Jeszcze jakiś czas temu mogło się wydawać, że to wszystko się nie wydarzy, ale wszystko wskazuje na to, że małżeństwo Daniela i Eweliny Martyniuków zostało uratowane. Po wzajemnych oskarżeniach obydwu stron, tym razem młodzi małżonkowie wyglądali na zgodnych i cieszyli się z chrztu swojej córki.
Wnuczka króla disco polo, Zenka Martyniuka na imię ma Laura. Skąd taki wybór? To wyjaśnia sam lider zespołu Akcent:
Ewelina mówiła, że bardzo lubiła piosenkę, którą kiedyś wykonywałem: "O la la, pamiętam twoje imię Laura / O la la, na zawsze w sercu Laura". No i pięknie. Mamy w rodzinie Laurę.

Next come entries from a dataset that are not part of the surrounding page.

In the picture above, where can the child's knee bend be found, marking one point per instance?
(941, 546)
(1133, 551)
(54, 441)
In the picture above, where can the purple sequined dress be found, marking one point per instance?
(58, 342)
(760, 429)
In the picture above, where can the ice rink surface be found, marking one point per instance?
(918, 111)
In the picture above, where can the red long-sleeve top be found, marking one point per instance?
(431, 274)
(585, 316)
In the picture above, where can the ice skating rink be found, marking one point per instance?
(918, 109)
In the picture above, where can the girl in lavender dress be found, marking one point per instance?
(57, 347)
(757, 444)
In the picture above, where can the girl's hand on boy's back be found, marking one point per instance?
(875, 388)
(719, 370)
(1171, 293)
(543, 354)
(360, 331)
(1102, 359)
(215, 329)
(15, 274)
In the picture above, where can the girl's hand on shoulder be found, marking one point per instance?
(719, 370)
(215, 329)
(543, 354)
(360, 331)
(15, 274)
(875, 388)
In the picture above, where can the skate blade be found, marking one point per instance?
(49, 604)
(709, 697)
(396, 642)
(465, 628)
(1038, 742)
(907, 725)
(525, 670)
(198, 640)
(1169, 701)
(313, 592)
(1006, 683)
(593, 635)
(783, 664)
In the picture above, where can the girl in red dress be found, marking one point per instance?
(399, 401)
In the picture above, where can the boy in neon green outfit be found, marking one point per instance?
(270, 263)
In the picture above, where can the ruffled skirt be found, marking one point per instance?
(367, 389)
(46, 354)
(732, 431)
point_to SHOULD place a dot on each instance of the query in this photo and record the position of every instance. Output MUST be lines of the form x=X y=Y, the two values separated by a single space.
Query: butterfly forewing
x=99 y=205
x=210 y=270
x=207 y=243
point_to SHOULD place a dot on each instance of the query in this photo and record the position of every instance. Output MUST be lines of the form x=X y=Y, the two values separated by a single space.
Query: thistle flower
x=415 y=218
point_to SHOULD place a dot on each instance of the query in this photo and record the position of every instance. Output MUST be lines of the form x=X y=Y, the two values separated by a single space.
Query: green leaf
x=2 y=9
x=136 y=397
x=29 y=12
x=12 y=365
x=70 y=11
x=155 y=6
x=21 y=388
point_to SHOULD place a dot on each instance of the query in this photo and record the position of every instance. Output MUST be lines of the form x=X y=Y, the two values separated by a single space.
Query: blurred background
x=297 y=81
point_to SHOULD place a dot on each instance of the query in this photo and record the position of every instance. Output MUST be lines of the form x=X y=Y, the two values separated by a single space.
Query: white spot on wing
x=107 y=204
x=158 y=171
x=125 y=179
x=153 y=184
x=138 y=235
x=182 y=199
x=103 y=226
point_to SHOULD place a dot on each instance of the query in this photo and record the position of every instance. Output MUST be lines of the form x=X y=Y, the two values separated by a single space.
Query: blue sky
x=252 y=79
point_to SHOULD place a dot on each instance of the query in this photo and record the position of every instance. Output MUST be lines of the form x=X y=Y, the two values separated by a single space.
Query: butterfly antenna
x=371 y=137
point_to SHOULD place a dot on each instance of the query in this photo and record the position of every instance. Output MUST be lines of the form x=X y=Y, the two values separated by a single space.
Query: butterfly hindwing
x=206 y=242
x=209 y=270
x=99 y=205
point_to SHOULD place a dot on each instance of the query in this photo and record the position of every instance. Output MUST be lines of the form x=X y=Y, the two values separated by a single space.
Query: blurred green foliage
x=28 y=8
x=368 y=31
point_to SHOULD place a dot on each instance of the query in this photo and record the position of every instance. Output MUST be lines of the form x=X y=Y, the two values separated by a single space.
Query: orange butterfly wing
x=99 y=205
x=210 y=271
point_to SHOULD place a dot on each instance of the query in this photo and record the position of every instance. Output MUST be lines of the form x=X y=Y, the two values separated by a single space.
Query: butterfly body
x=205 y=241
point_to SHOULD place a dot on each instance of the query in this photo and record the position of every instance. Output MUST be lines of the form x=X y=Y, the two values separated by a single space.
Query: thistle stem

Jak donosi portal naszemiasto.pl, Ewelina bardzo cieszyła się, że udało się zorganizować ceremonię:
Przygotowywaliśmy się bardzo długo. Teraz spędzamy czas w gronie rodzinnym - mówiła już w sali bankietowej, gdzie goście bawili się na chrzcinach.
Czy Zenek Martyniuk chciałby, aby Laura w przyszłości poszła jego drogą? Jeśli będzie miała zamiłowanie do śpiewania, na pewno troszeczkę pomogę. Znam bardzo dużo dziecięcych piosenek - powiedział Martyniuk, dodając, że chętnie skomponuje dla wnuczki balladę.
Czy teraz, gdy Laura Martyniuk została ochrzczona, życie Daniela i Eweliny Martyniuków ułoży się? Wszyscy im tego życzymy.